Probably easiest:
$$0 \leqslant x \Rightarrow \log (1+x) \leqslant x,$$
so we have (set $x = a_i$ for $1 \leqslant i \leqslant n$)
$$\log \prod_{i=1}^n (1+a_i) = \sum_{i=1}^n \log (1+a_i) \leqslant \sum_{i=1}^n a_i.$$
Further, we have
$$0 \leqslant x \leqslant 1 \Rightarrow e^x \leqslant 1 + 2x,$$
which (set $x = \sum a_i$) together with the above yields the result.
I guess they had a more elementary proof in mind.
I'm not sure if it counts as more elementary, but we can prove it by induction if we prove the stronger inequality
$$\prod_{i=1}^n(1 + a_i) \leqslant 1 + \sum_{i=1}^n a_i + \left(\sum_{i=1}^n a_i\right)^2.$$
The base case $n = 1$ is immediate.
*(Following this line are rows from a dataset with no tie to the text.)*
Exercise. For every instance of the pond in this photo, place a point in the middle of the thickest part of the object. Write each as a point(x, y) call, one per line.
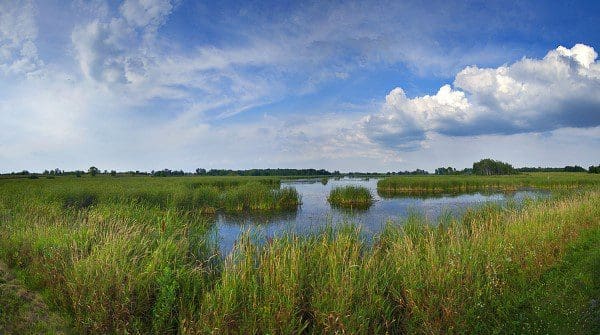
point(316, 212)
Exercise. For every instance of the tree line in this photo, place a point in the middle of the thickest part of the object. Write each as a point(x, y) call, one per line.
point(483, 167)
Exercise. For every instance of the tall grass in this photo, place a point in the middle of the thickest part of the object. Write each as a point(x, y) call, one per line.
point(350, 197)
point(438, 184)
point(130, 267)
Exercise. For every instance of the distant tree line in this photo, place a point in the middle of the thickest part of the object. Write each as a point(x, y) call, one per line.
point(488, 167)
point(266, 172)
point(567, 168)
point(483, 167)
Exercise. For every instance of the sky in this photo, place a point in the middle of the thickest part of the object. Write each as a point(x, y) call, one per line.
point(350, 86)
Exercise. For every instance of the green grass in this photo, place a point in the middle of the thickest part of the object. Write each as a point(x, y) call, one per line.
point(23, 311)
point(350, 197)
point(400, 185)
point(143, 266)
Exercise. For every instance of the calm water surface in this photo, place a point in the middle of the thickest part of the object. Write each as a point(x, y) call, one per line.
point(316, 212)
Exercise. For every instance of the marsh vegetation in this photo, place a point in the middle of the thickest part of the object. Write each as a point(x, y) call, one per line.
point(137, 255)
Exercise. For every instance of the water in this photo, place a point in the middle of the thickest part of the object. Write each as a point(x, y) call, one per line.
point(316, 212)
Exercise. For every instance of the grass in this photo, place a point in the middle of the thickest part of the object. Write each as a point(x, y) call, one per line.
point(350, 197)
point(23, 311)
point(206, 195)
point(123, 266)
point(401, 185)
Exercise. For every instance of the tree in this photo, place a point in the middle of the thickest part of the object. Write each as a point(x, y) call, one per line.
point(488, 167)
point(93, 171)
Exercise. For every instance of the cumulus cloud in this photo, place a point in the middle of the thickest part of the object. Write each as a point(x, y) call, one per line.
point(530, 95)
point(146, 13)
point(18, 32)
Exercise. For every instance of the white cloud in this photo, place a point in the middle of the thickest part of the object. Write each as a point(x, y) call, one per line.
point(530, 95)
point(148, 14)
point(18, 32)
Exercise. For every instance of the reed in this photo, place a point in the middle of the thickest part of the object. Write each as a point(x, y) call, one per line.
point(123, 265)
point(414, 185)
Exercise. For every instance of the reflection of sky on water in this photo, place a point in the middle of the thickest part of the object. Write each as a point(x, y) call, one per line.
point(316, 212)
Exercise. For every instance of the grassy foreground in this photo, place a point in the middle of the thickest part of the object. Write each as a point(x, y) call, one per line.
point(399, 185)
point(118, 267)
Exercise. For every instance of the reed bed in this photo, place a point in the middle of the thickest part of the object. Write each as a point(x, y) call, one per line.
point(206, 195)
point(133, 268)
point(414, 185)
point(350, 197)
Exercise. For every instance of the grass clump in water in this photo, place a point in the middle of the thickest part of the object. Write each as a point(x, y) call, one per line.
point(350, 197)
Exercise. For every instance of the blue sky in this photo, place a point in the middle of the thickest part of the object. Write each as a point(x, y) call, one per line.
point(370, 86)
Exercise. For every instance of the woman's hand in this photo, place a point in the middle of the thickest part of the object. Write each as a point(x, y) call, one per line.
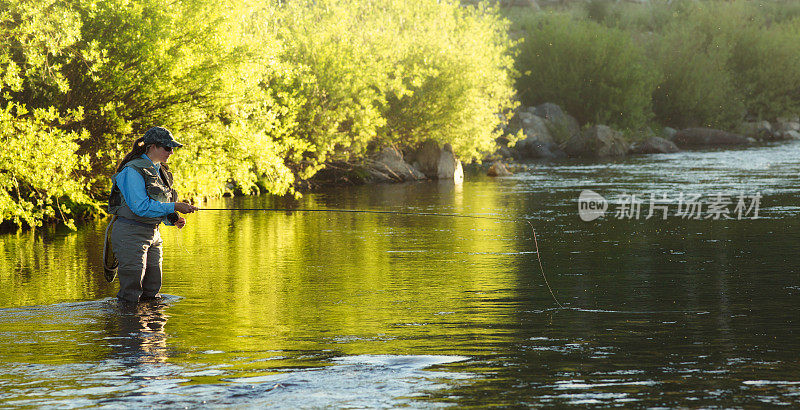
point(184, 208)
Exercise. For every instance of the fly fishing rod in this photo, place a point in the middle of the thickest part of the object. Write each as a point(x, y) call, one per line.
point(405, 213)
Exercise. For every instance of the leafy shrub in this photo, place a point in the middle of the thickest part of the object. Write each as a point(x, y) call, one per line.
point(595, 73)
point(263, 94)
point(398, 73)
point(696, 87)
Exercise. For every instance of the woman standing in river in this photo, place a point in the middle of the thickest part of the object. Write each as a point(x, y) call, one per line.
point(141, 199)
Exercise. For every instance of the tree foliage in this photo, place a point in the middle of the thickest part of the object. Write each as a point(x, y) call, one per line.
point(262, 94)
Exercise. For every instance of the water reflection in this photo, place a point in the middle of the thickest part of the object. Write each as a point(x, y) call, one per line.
point(138, 332)
point(381, 311)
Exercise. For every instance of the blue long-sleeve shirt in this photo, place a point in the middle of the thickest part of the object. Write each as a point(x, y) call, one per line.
point(131, 184)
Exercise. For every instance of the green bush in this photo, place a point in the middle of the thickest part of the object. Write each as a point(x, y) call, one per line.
point(725, 60)
point(597, 74)
point(696, 88)
point(766, 64)
point(263, 94)
point(397, 73)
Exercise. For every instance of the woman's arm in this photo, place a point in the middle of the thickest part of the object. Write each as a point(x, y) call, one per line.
point(131, 184)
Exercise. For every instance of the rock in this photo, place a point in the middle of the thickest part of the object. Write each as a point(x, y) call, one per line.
point(437, 163)
point(654, 145)
point(561, 122)
point(756, 129)
point(389, 166)
point(449, 167)
point(597, 142)
point(536, 150)
point(536, 128)
point(498, 169)
point(707, 136)
point(792, 135)
point(669, 133)
point(787, 126)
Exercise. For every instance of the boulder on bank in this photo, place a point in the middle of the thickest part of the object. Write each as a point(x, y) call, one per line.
point(708, 137)
point(533, 149)
point(599, 141)
point(437, 163)
point(761, 130)
point(389, 165)
point(654, 145)
point(534, 127)
point(498, 169)
point(538, 141)
point(449, 167)
point(426, 158)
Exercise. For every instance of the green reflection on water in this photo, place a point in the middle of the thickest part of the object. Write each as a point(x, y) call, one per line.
point(255, 285)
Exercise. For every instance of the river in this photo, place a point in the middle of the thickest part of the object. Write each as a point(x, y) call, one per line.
point(364, 310)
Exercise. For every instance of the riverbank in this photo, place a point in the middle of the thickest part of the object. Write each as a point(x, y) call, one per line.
point(269, 308)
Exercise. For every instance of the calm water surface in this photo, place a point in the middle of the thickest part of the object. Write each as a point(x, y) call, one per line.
point(358, 310)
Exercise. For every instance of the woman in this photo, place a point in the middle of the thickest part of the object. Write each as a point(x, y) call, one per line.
point(141, 199)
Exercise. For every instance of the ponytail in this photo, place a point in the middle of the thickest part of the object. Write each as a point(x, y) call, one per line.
point(139, 148)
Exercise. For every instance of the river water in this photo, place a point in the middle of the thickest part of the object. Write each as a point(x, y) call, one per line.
point(364, 310)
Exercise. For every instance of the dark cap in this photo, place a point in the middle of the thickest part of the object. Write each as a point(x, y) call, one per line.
point(160, 136)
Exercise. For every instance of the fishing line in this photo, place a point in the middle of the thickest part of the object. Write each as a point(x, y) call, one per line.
point(451, 215)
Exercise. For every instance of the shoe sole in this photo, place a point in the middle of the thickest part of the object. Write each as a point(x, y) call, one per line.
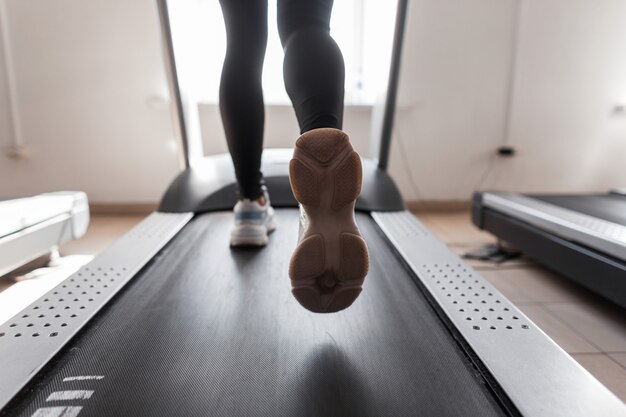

For brevity, write $s_n = \sum\limits_{i=1}^n a_i$, then we have
$$\begin{align}
\prod_{i=1}^{n+1}(1 + a_i) &= (1 + a_{n+1})\prod_{i=1}^n (1+a_i)\\
&\leqslant (1 + a_{n+1})(1 + s_n + s_n^2)\\
&= 1 + s_n + a_{n+1} + s_na_{n+1} + s_n^2 + s_n^2a_{n+1}\\
&= 1 + s_{n+1} + s_ns_{n+1} + s_n^2a_{n+1}\\
&\leqslant 1 + s_{n+1} + s_{n+1}(s_n + a_{n+1}s_n)\\
&\leqslant 1 + s_{n+1} + s_{n+1}^2,
\end{align}$$
since by assumption $s_n \leqslant 1$.
However, the question was an exercise from a book and as it is from the third chapter I guess they had a more elementary proof in mind.
– Frunobulax Sep 05 '13 at 13:13